Но поняла Анна Михайловна: злится Елисеев на Гущина совсем за другое — за то, что запряг тот без спросу елисеевского Буяна.
А когда уходили вечером с работы, Строчиха бесстыдно навалила полный подол высевок и хотела унести домой курам. Анна Михайловна не дала, сказав, что высевки колхозной скотине сгодятся, и они поругались. Прасковья укорила Анну Михайловну, что она голышкой пришла в колхоз, на готовенькое, овсины завалящей не принесла, а туда же, как путная, распоряжается. Горько было слушать эти попреки Анне Михайловне.
Она поплакала, устало застегивая шубенку, и, выходя последней из амбара, чужевато и безразлично оглядела гору мешков, порадовавших ее утром. Не хозяйка она этому добру, а так — сбоку припека. Воруют на глазах, и не смей сказать слова. Голышка!.. Да не пожалела бы она добра, коли было бы, господи! Уж, наверное, не подсунула бы мышиного гороху вместо овса и не стала бы злиться, как Елисеев, из-за того, что без спросу запрягли его лошадь. Прахом все полетит в таком колхозе.
На гумне было еще светло, а навстречу Анне Михайловне, прямиком по сугробам, уже скользил на лыжах, проваливаясь и шурша снегом, с берданкой за плечами, Костя Шаров. Должно, была его очередь нынче сторожить амбары.
Вьюга улеглась, потеплело, и в мягкой вечерней тишине ясно слышались стуки, голоса и шорохи замиравшего дня. Везли с реки, по откопанной дороге, на скотный двор воду, и слабо звякало ведро, привязанное к бочке. Удалялся и затихал говор баб, торопившихся к домам, чтобы засветло управиться по хозяйству. Как дятел, настукивал далекий молоток в кузнице. На селе кричали ребята, и Анне Михайловне показалось, что она различает голоса и смех сыновей.
Она постояла и послушала.
У житницы мужики разгребали снег, и, невидимый за сугробами, Николай Семенов громко и весело наказывал кому-то пораньше отправить завтра подводы в город за пшеницей. Где-то рядом, вверху, тонко и редко пел топор. Анна Михайловна подняла голову и увидела на крыше сарая Никодима. Оседлав конек, он поправлял развороченную вьюгой крышу, подрубал жерди, пригнетая ими солому.

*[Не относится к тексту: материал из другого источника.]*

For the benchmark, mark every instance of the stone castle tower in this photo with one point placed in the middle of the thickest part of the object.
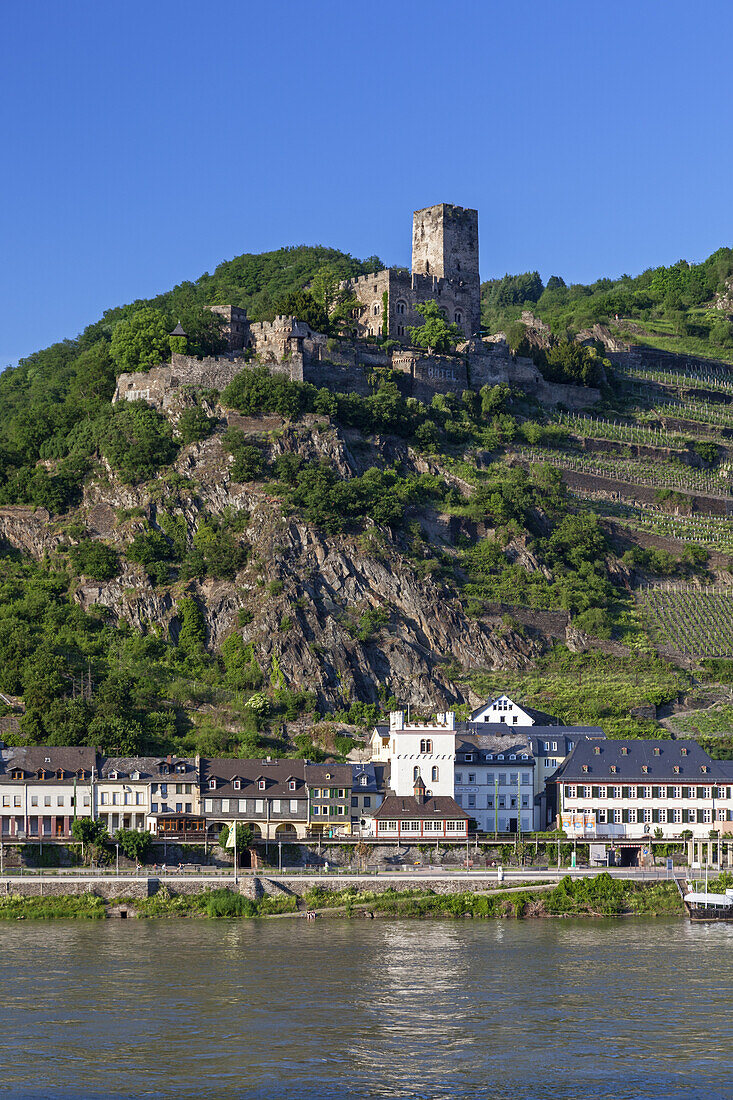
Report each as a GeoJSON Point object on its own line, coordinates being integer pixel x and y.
{"type": "Point", "coordinates": [445, 270]}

И, не спуская глаз с Никодима, слушая певучие удары его топора, дробный стук молотка в кузнице и гремящий голос Николая Семенова, Анна Михайловна невольно подумала: важно не то, что ее обидела Строчиха, что Петр Елисеев считает еще своим Буяна и даже не сорный овес, подсунутый жадными хозяевами; важно другое: вот эта радивость Никодима, этот поздний стук в кузнице, груды зерна, просортированного бабами, хруст снега под лопатами — вся эта большая, еще толком не изведанная, но манящая хлопотами жизнь колхоза, которая, гляди, не смолкает и к ночи.
— Свалишься, старый хрен, — сказала Анна Михайловна Никодиму, здороваясь. — Смотри, на вторую ногу захромаешь.
— И любота! Надоело одной хромать… на обе ловчее, — пошутил Никодим, играя топором. — Такое наше отчаянное рукомесло. Не знаешь, часом, где и помрешь.
— А ты не больно лазай по крышам.
— Да ведь посмотреть охота. Отсюда жизня-матушка виднее… Посмотреть, да и умереть…
Анна Михайловна посмеялась и пошла дальше по сырому, промятому бабами снегу.
От соседнего амбара, в котором хранилось общественное сено, глубоко проступал по снегу двойной лиловый след полозьев. След вел к конюшне, и по обеим сторонам его была осыпана гороховина. Анна Михайловна собрала порядочную охапку, занесла по пути в конюшню.
— Ты что же, анафема, раскидываешь добро по снегу? Ошалел? — сердито закричала она конюху Ване Яблокову, мирно покуривавшему, сидя на печи в водогрейке. — Чужое, не жалко? Свое-то, чай, по травинке бы собрал и снег языком вылизал… Полвоза обронил, шатун!
— Ну, уж и полвоза, — невозмутимо протянул Яблоков, сплевывая на горячие кирпичи. — Труха поди.
— За такую труху в правление сведу. Там тебе, дьяволу ленивому, натрухают!
— Но, но, потише… Я сам трухать мастер, — вяло огрызнулся Яблоков, сползая с печи.
Он взял корзину и, переваливаясь, загребая утиными ногами солому на дворе, побрел нехотя в ворота.